Спустя еще некоторое время, когда Том только что женился и уехал из Лондона, они с Элоизой как-то встретили Джеффа на одной из тех шумных вечеринок с коктейлями, во время которых не удается ни поговорить с хозяином, ни даже увидеть его, и Джефф оттащил Тома в сторону.
– Надо бы встретиться где-нибудь позже, – сказал Джефф. – Вот мой адрес. – Он протянул Тому карточку. – Можешь прийти часам к одиннадцати?
И вот около одиннадцати Том ускользнул из их гостиничного номера к Джеффу, что было совсем нетрудно, так как Элоиза, которая тогда и по-английски-то почти не говорила, была уже по горло сыта коктейлями и хотела только одного – спокойно уснуть.

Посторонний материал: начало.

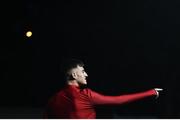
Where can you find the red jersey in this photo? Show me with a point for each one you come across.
(73, 102)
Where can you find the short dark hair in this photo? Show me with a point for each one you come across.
(69, 64)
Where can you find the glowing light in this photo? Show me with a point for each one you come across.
(29, 34)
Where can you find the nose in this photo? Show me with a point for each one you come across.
(86, 74)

Элоиза обожала Лондон – свитеры из английской шерсти, Карнаби-стрит [5 - Карнаби-стрит – улица в Лондоне, где расположено множество магазинов модной одежды, особенно молодежной.]и магазинчики, торговавшие корзинами для бумаг с изображением «Юнион Джека»[6 - «Юнион Джек» (Union Jack) – государственный флаг Великобритании.], а также значками с надписями вроде «Вали отсюда», которые Тому приходилось то и дело для нее переводить. Когда же она пыталась говорить по-английски, то через час уже уверяла, что у нее болит голова.
– Проблема в том, – сказал Джефф в тот вечер, – что мы не можем больше притворяться, будто нашли где-то еще одного Дерватта. Бернард имитирует его прекрасно, но… Вот если бы мы откопали где-нибудь целое собрание неизвестных картин Дерватта… Как ты думаешь, это прошло бы? Например, в Ирландии – он там работал какое-то время. Мы продадим их и поставим на этом точку, а? Бернард не слишком-то рвется продолжать это дело. Ему кажется, что он вроде как предает Дерватта.
Подумав секунду-другую, Том предложил:
– А разве не может случиться так, что Дерватт не умер? Живет где-нибудь отшельником и посылает в Лондон свои картины. Но это, конечно, в том случае, если согласится Бернард.
– Хм… Да, пожалуй. Может быть, Греция?.. Слушай, Том, а это шикарная идея! Это же может длиться бесконечно!
– Как насчет Мексики? Это надежней, чем Греция. Можно распустить слух, что Дерватт поселился в какой-нибудь маленькой деревушке и скрывает от всех ее название – кроме разве что тебя, Эда, Цинтии…
– Цинтию исключи. Она… Бернард больше не встречается с ней. И мы, соответственно, тоже. Ну и вообще, мы не очень-то посвящали ее в эти дела.
Тогда же Джефф позвонил Эду и рассказал ему о предложении Тома.
– Это пока только общая идея, – предупредил Том. – Может быть, ничего не получится.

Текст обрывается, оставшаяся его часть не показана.